CFBMC-2571: ONTAP cluster node reboots unexpectedly in BMC 15.12
Issue
BMC 15.12 (AFF A250, AFF C250, ASA A250, ASA C250 or FAS500 systems)
- ONTAP cluster node reboots unexpectedly:
[node_name: spmgrd: callhome.sp.hbt.stopped:alert]: Call home for SP HBT STOPPED
[node_name: env_mgr: sp.ipmi.lost.shutdown:EMERGENCY]: SP heartbeat stopped and cannot be recovered. To prevent hardware damage and data loss, the system will shut down in 10 minutes.

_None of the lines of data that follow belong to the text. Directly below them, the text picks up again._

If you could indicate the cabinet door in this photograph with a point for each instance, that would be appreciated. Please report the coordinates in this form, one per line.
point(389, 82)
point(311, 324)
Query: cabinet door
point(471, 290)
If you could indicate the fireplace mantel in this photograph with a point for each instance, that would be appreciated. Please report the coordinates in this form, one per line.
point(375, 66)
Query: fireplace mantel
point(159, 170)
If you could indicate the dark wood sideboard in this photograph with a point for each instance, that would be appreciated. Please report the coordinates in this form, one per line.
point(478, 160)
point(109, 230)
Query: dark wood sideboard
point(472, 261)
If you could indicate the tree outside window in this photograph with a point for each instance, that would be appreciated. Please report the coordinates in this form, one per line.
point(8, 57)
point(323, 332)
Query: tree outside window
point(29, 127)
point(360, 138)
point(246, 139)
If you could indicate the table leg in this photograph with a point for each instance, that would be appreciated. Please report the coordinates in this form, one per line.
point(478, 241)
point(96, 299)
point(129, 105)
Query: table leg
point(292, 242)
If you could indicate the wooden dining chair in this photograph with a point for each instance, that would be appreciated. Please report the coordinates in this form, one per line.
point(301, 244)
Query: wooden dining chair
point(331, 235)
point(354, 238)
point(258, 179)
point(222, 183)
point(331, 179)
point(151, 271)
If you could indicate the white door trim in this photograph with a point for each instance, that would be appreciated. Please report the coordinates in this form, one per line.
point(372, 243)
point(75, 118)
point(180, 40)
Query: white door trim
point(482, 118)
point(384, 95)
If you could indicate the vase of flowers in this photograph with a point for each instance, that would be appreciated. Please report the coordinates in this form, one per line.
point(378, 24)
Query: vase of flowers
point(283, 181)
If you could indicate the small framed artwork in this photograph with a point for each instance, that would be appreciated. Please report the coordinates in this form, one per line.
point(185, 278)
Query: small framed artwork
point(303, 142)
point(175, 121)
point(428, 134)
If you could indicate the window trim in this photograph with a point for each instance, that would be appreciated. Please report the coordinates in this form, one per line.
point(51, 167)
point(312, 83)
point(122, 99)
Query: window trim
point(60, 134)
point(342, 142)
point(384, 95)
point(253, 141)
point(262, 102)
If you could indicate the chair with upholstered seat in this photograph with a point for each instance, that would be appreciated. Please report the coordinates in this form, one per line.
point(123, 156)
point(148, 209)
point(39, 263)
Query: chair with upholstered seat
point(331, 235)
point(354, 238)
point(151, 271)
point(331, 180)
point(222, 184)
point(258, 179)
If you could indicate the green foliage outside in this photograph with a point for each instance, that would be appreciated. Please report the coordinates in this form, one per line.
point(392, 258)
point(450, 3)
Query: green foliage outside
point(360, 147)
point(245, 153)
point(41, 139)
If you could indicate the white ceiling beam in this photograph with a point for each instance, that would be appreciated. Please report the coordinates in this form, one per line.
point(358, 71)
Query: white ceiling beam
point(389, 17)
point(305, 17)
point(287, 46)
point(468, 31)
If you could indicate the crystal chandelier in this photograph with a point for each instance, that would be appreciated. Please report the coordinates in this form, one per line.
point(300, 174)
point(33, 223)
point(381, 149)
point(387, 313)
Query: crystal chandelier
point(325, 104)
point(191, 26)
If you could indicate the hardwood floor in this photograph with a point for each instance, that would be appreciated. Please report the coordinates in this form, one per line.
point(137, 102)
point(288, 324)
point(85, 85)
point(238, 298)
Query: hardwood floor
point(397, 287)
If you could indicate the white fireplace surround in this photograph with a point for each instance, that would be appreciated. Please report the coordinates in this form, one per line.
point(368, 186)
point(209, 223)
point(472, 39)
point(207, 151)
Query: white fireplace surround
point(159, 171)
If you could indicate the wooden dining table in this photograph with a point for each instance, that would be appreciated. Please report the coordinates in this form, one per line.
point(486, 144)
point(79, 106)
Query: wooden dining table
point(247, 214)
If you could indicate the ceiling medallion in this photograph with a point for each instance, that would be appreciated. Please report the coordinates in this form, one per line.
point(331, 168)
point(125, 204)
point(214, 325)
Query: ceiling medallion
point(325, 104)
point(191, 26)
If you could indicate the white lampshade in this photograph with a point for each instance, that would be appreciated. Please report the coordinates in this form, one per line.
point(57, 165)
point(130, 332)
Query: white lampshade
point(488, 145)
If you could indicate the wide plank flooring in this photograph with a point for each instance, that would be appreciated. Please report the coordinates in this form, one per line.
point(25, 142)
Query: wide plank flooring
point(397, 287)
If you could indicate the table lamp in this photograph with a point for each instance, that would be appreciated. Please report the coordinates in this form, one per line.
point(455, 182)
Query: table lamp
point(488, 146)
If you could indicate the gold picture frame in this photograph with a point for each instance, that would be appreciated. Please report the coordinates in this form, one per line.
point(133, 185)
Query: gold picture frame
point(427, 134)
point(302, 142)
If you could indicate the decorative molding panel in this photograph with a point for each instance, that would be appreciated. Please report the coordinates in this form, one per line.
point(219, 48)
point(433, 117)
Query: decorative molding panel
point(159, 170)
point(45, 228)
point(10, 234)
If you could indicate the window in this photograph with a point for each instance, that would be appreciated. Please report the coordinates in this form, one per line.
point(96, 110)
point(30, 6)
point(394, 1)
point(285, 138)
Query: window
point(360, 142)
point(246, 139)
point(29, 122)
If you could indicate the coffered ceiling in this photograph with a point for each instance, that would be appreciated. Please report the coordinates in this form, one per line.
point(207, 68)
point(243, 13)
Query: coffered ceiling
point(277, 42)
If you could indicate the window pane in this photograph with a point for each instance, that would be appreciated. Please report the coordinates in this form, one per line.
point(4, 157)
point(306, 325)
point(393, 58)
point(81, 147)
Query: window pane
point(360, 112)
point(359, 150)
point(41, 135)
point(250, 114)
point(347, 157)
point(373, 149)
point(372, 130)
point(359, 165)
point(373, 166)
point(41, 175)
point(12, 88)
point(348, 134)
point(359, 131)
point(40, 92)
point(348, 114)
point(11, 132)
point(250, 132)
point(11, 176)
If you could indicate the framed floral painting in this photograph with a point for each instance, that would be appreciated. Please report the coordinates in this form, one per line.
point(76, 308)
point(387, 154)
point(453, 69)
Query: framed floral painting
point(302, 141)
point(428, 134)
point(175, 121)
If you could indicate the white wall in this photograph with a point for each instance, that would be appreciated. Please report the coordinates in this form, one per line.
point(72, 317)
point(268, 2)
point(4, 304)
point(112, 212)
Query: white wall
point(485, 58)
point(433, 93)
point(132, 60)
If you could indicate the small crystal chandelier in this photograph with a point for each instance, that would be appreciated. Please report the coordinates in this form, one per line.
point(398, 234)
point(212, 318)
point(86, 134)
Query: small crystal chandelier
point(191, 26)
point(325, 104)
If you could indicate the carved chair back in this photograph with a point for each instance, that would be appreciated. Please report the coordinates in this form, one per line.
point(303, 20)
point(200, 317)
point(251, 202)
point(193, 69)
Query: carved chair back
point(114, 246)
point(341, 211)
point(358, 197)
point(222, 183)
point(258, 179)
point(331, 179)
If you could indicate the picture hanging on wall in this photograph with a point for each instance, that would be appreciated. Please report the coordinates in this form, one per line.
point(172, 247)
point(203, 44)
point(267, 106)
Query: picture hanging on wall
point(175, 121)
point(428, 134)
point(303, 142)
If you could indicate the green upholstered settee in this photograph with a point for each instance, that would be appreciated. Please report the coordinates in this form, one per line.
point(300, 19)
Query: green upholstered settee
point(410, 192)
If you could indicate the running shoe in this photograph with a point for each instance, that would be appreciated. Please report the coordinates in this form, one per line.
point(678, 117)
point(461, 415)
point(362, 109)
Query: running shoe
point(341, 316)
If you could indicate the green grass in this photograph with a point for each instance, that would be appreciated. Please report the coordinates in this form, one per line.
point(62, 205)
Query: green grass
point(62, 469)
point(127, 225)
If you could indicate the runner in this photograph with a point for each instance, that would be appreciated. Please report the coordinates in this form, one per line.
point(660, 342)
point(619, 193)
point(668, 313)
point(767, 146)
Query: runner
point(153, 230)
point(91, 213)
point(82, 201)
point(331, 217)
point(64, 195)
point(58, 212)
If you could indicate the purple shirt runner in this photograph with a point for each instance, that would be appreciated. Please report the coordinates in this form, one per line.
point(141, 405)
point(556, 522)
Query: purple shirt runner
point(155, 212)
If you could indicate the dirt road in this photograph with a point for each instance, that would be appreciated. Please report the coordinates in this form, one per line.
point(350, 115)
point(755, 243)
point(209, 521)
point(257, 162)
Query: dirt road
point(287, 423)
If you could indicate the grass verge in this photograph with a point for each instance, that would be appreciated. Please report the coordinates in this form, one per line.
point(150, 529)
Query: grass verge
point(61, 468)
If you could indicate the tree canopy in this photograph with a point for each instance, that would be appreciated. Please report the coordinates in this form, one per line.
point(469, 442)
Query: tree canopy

[node_name: env_mgr: monitor.shutdown.emergency:EMERGENCY]: Emergency shutdown: Environmental Reason Shutdown (System reboot to recover the BMC) - ONTAP may report hwassist error at event log:
[node01: cf_hwassist: cf.hwassist.missedKeepAlive:error]: HW-assisted takeover missing keep-alive messages from HA partner (node02)
[node01: cf_hwassist: cf.hwassist.recvKeepAlive:info]: hw_assist: Received hw_assist KeepAlive alert from partner(node02) - BMC system event log shows that the BMC performed a software reset:
Pilot Software reset
Kernel Panic Reboot
OrFPGA pull BMC whole reset
Pilot FPGA AC cycle